Jutaan Orang Terpaksa Bertahan Hidup di Sepanjang Jalur Sungai China yang Tercemar

Jutaan Orang Terpaksa Bertahan Hidup di Sepanjang Jalur Sungai China yang Tercemar
RIAU1.COM - Dari tepi sungai Brahmaputra yang hancur akibat banjir hingga lahan basah Mekong yang hilang, saluran air utama Asia - dan orang-orang yang tinggal di sepanjang aliran air tersebut - jutaan orang berjuang untuk bertahan hidup.
Perubahan iklim, politik internasional, pertumbuhan populasi yang meningkat, dan pembangunan yang tidak terkendali menempatkan tekanan yang belum pernah terjadi sebelumnya pada jalur air utama di beberapa negara dengan populasi paling padat di dunia.
Sepuluh sungai utama di benua itu mengalir keluar dari Dataran Tinggi Tibet, yang dikuasai Cina oleh politik, menciptakan tantangan unik dan membutuhkan kerja sama internasional jika Asia ingin berkembang pesat di abad mendatang.

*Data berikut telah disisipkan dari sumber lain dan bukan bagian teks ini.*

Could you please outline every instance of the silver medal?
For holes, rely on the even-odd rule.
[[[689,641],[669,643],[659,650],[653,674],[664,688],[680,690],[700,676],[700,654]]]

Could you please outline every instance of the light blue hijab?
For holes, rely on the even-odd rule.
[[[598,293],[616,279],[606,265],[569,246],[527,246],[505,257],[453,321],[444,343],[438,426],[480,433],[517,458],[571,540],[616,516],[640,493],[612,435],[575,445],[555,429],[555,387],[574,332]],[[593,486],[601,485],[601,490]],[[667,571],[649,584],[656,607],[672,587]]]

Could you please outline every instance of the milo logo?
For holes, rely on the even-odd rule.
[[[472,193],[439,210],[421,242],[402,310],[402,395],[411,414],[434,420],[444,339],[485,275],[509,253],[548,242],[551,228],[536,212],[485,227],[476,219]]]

India bergulat dengan krisis air di semua lini karena pemanasan global menciptakan cuaca yang lebih ekstrem dan perencanaan lingkungan yang buruk menempatkan jutaan orang dalam risiko.
"Krisis air diperkirakan akan memburuk karena populasi negara itu diperkirakan akan tumbuh menjadi sekitar 1,6 miliar pada tahun 2050," kata Pradeep Purandare, mantan profesor di Institut Manajemen Air dan Tanah.
Banjir di Brahmaputra menjadi semakin ganas, menggusur seluruh komunitas dan menyebabkan ratusan kematian.
Tetapi di sepanjang tepiannya, seperti halnya sebagian besar India, ada beberapa ketentuan untuk memanfaatkan atau mengkonservasi air ketika ada banyak, dan kurangnya manajemen yang tepat ketika terlalu sedikit.
Akibatnya, sekitar 163 juta orang di India, yang ditetapkan untuk menjadi negara terpadat di dunia dalam delapan tahun ke depan, hidup tanpa akses ke air bersih, menurut WaterAid.
Di negara tetangga, Pakistan, Indus yang perkasa berada di bawah ancaman pemanasan global.
Daerah aliran air menghasilkan 90 persen dari pasokan makanan Pakistan, menurut PBB, dengan pertanian bergantung pada irigasi dari sungai, yang pada gilirannya sangat bergantung pada air lelehan dari Himalaya.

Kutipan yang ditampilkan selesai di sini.